[Scons-users] SCons 3.0.0.alpha.20170614 available on testpypi
Tim Jenness
tjenness at lsst.org
Mon Jul 31 19:00:20 EDT 2017
It might help if I attach the relevant file.
After some more investigation I can report that this file uses latin-1 (or equivalent) rather than utf-8.
>>> u'\xdf'
'ß'
>>> u'\xdf'.encode('utf-8')
b'\xc3\x9f'
>>> u'\xdf'.encode('latin-1')
b'\xdf'
The chardet package does manage to detect the content with something that works:
>>> chardet.detect(xx)
{'encoding': 'windows-1252', 'confidence': 0.7017158671586715}
The real question is whether SCons is going to encounter decoding errors in parts of the file that are relevant to the scanner. Ignoring decoding errors is at least more correct than returning bytes (the latter option breaking the API contract, resulting in breakage downstream). It looks like chardet is GPL so that’s not going to help SCons.
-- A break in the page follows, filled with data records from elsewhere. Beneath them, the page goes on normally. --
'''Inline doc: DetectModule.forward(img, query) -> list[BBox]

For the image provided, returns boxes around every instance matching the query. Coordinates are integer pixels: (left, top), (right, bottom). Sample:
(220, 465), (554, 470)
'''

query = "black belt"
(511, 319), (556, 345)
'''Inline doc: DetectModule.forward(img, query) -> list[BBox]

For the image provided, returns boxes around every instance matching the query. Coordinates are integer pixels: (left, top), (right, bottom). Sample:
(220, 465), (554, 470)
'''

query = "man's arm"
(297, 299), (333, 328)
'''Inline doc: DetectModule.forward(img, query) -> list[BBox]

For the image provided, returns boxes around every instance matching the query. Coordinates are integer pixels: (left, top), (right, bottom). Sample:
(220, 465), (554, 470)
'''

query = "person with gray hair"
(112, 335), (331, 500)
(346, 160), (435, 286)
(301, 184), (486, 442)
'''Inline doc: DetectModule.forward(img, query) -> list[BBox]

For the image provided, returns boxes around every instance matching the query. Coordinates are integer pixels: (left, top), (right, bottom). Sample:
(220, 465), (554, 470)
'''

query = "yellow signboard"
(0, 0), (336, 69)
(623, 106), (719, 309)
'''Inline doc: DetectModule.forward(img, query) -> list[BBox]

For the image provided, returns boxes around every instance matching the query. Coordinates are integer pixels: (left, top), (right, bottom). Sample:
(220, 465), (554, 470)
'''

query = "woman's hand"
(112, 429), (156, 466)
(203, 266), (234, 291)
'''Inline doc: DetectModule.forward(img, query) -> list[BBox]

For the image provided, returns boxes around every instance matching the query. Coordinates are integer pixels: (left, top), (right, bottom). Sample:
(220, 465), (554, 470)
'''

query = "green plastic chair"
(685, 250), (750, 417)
> On Jul 31, 2017, at 15:17 , Tim Jenness <tjenness at lsst.org> wrote:
>
> I just found Bill’s reply to me on the mail archive but I don’t remember receiving them. Sorry about that.
>
> I’m not sure how to write a test case as such. An example file from boost::python that fails is http://www.boost.org/doc/libs/1_64_0/boost/python/detail/dealloc.hpp <http://www.boost.org/doc/libs/1_64_0/boost/python/detail/dealloc.hpp> (although I imagine you can’t copy and paste from that link and would need to get the file from the source distribution). This file has a bad character in the author’s name that can’t be decoded and triggers errors when bytes turn up from get_text_contents(). The test should have a file with that problem and see if the scanner can read it.
>
> —
> Tim Jenness
>
>
>> On Jul 31, 2017, at 14:57 , Tim Jenness <tjenness at lsst.org <mailto:tjenness at lsst.org>> wrote:
>>
>>
>>> On Jul 21, 2017, at 15:19 , Tim Jenness <tjenness at lsst.org <mailto:tjenness at lsst.org>> wrote:
>>>
>>> Now that I’ve thought about it a bit more I think the underlying problem is in engine/SCons/Node/FS.py around line 2630:
>>>
>>> 2608 def get_text_contents(self):
>>> 2609 """
>>> 2610 This attempts to figure out what the encoding of the text is
>>> 2611 based upon the BOM bytes, and then decodes the contents so that
>>> 2612 it's a valid python string.
>>> 2613 """
>>> 2614 contents = self.get_contents()
>>> 2615 # The behavior of various decode() methods and functions
>>> 2616 # w.r.t. the initial BOM bytes is different for different
>>> 2617 # encodings and/or Python versions. ('utf-8' does not strip
>>> 2618 # them, but has a 'utf-8-sig' which does; 'utf-16' seems to
>>> 2619 # strip them; etc.) Just sidestep all the complication by
>>> 2620 # explicitly stripping the BOM before we decode().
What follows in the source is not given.